Kotlin recursion schemes with Arrow.

Gradle

repositories {
    maven { url 'https://dl.bintray.com/aedans/maven/' }
}

dependencies {
    compile 'io.github.aedans:katalyst:$katalyst_version'
}

Features

• Mu, Nu, and Fix data types
• Recursive, Corecursive, and Birecursive typeclasses
• Cata, ana, and hylo recursion schemes
• EnvT and CoEnv data types
• List and Nat defined using recursion schemes
• Kleisli recursion schemes
• Generalized recursion schemes
• Advanced recursion schemes (para, apo, histo, futu, etc.)
• Free and Cofree defined using recursion schemes
• Recursive and Corecursive instances for Free and Cofree
• Elgot recursion schemes

Code sample

// Define an expression pattern type
@higherkind
sealed class ExprPattern<out A> : ExprPatternOf<A> {
    class Int(val value: kotlin.Int) : ExprPattern<Nothing>()
    class Neg<out A>(val expr: A) : ExprPattern<A>()
    class Plus<out A>(val expr1: A, val expr2: A) : ExprPattern<A>()
    companion object
}

// Create a Functor instance for the expression pattern
@instance(ExprPattern::class)
interface ExprPatternFunctorInstance : Functor<ForExprPattern> {
    override fun <A, B> ExprPatternOf<A>.map(f: (A) -> B) = run {
        val fix = fix()
        when (fix) {
            is ExprPattern.Int -> fix
            is ExprPattern.Neg -> ExprPattern.Neg(f(fix.expr))
            is ExprPattern.Plus -> ExprPattern.Plus(f(fix.expr1), f(fix.expr2))
        }
    }
}

// Expand the expression pattern with a recursive type
typealias Expr = FixOf<ForExprPattern>

// Define convenience functions for constructing expressions
fun int(i: Int) = Fix(ExprPattern.Int(i))
fun neg(e: Expr) = Fix(ExprPattern.Neg(Eval.now(e)))
fun plus(a: Expr, b: Expr) = Fix(ExprPattern.Plus(Eval.now(a), Eval.now(b)))

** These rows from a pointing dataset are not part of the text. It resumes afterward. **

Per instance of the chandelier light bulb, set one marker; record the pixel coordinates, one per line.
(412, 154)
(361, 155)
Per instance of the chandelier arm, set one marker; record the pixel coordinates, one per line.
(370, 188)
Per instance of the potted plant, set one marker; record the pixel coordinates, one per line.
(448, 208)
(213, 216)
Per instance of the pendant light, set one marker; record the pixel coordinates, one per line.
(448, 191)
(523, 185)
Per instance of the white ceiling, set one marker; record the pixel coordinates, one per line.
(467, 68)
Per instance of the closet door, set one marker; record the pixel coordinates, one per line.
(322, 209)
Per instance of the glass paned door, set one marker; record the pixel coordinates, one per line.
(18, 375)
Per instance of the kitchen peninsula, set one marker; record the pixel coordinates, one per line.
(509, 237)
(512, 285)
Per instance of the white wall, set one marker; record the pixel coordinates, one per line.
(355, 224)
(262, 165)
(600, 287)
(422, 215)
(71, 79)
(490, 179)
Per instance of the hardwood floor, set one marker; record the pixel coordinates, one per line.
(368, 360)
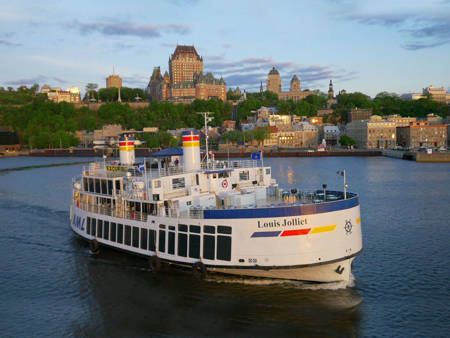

// Define an algebra to evaluate an expression
fun evalExprAlgebra() = Algebra<ForExprPattern, Eval<Int>> {
    val fix = it.fix()
    when (fix) {
        is ExprPattern.Int -> Eval.now(fix.value)
        is ExprPattern.Neg -> fix.expr.map { -it }
        is ExprPattern.Plus -> Eval.monad().binding { fix.expr1.bind() + fix.expr2.bind() }.ev()
    }
}

// Use recursion schemes to generically apply algebras
fun main(args: Array<String>) {
    val expr = plus(plus(int(1), int(2)), neg(plus(int(3), int(4))))
    Fix.recursive().run {
        expr.cata(evalExprAlgebra(), ExprPattern.functor()) // -4
    }
}

Resources

Recursion Schemes, the original Haskell implementation.

Matryoshka, which much of Katalyst's code is based off of.